Nilai permintaan emas global mencatatkan lonjakan tajam sebesar 74 persen secara tahunan hingga mencapai rekor fantastis senilai US$193 miliar pada kuartal pertama tahun 2026. Laporan terbaru Gold Demand Trends Q1 2026 yang dirilis oleh World Gold Council (WGC) menyingkap bahwa volume permintaan dunia sebenarnya hanya tumbuh moderat sebesar 2 persen menjadi 1.231 ton.
Seperti dikutip dari Suara, pergerakan nilai yang luar biasa ini didorong oleh reli harga emas yang sempat melesat di atas US$5.400 per troy ons pada Januari lalu. Kombinasi antara ketidakpastian geopolitik dan bayang-bayang inflasi global menjadi daya pikat kuat bagi investor ritel untuk mengamankan kekayaan mereka pada aset aman ini.
Secara global, akumulasi pembelian emas batangan dan koin melonjak hingga 42 persen menjadi 474 ton. Tiongkok memimpin tren ini dengan mencetak rekor sejarah lewat pembelian komoditas tersebut sebanyak 207 ton atau meningkat sebesar 67 persen.
Tren penguatan di tingkat global turut terduplikasi secara kuat di pasar domestik Indonesia. Minat masyarakat terhadap emas batangan dan koin di tanah air tumbuh pesat sebesar 47 persen secara tahunan.
Ketika pasar saham domestik mengalami koreksi mendalam hingga 13 persen pada kuartal pertama tahun 2026, harga emas dalam denominasi Rupiah justru bergerak perkasa dengan pertumbuhan sebesar 14 persen. Emas secara historis memang terbukti menjadi instrumen penyelamat daya beli masyarakat Indonesia saat terjadi krisis keuangan, seperti pada periode tahun 1997-1998.

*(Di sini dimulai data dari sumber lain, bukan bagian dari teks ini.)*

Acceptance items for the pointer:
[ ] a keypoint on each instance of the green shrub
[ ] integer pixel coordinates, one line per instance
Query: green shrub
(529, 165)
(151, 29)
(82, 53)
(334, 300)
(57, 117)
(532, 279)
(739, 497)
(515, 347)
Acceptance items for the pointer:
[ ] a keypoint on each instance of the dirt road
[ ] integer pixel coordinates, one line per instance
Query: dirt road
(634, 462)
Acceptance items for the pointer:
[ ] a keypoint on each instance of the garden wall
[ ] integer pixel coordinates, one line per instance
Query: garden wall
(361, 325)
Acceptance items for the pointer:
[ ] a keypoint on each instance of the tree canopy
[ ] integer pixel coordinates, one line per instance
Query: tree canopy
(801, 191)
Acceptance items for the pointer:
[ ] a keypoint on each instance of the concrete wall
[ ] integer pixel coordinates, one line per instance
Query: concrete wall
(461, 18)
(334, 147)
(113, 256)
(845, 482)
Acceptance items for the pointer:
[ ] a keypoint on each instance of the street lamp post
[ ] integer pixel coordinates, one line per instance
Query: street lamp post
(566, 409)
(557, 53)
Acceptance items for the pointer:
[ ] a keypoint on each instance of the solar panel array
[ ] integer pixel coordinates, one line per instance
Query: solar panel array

WGC menyimpulkan bahwa dengan menyisihkan alokasi minimal 2,5 persen saja untuk instrumen emas dalam portofolio, investor di Indonesia dapat menekan risiko konsentrasi secara signifikan.
"Situasi geopolitik global terus mendorong investor menjadikan emas sebagai safe-haven. Di Indonesia, kepercayaan ini tidak hanya tercermin pada permintaan fisik, tetapi juga pada evolusi pasarnya," ujar Shaokai Fan, Head of Asia-Pacific (ex-China) and Global Head of Central Banks WGC, dalam media briefing pekan ini.
Pergeseran Konsumsi dan Ekosistem Finansial Baru
Lonjakan harga komoditas ini memicu perubahan perilaku konsumen yang signifikan di mana volume permintaan perhiasan global merosot 23 persen, sementara di Indonesia turun 20 persen. Konsumen kini cenderung beralih memilih emas batangan serta koin yang murni berfungsi sebagai instrumen investasi.
Di sisi lain, Indonesia sedang bersiap menyambut era baru Exchange-Traded Fund (ETF) Emas Fisik dan bullion banking. Akses investasi akan terbuka semakin lebar melalui peluncuran Bullion Ecosystem Development Roadmap 2026ÔÇô2031 serta regulasi dari Otoritas Jasa Keuangan (OJK). Produk ETF emas fisik dinilai sangat potensial bagi pasar domestik karena sifatnya yang berwujud dan bebas bunga, sehingga selaras dengan prinsip keuangan Syariah.
Sektor publik juga ikut memperkuat cadangan mereka dengan bank sentral dunia yang menambah 244 ton emas ke cadangan global pada Q1 2026. Bank Indonesia turut berkontribusi dalam tren ini dengan memasukkan 2 ton emas ke dalam cadangan devisanya.
Dari sisi pasokan, total produksi tambang dunia berhasil mencetak rekor baru untuk kuartal pertama. Indonesia menjadi salah satu motor penggerak utama lewat lonjakan produksi tambang sebesar 19 persen yang didorong oleh pulihnya kapasitas operasional di tambang Batu Hijau pasca ekspansi fasilitas pengolahan.
Melihat volatilitas yang terus terjadi di pasar, Louise Street, Senior Markets Analyst WGC, memproyeksikan bahwa faktor ketidakpastian geopolitik akan tetap menjadi bahan bakar utama yang menjaga tren bullish permintaan emas ke depan.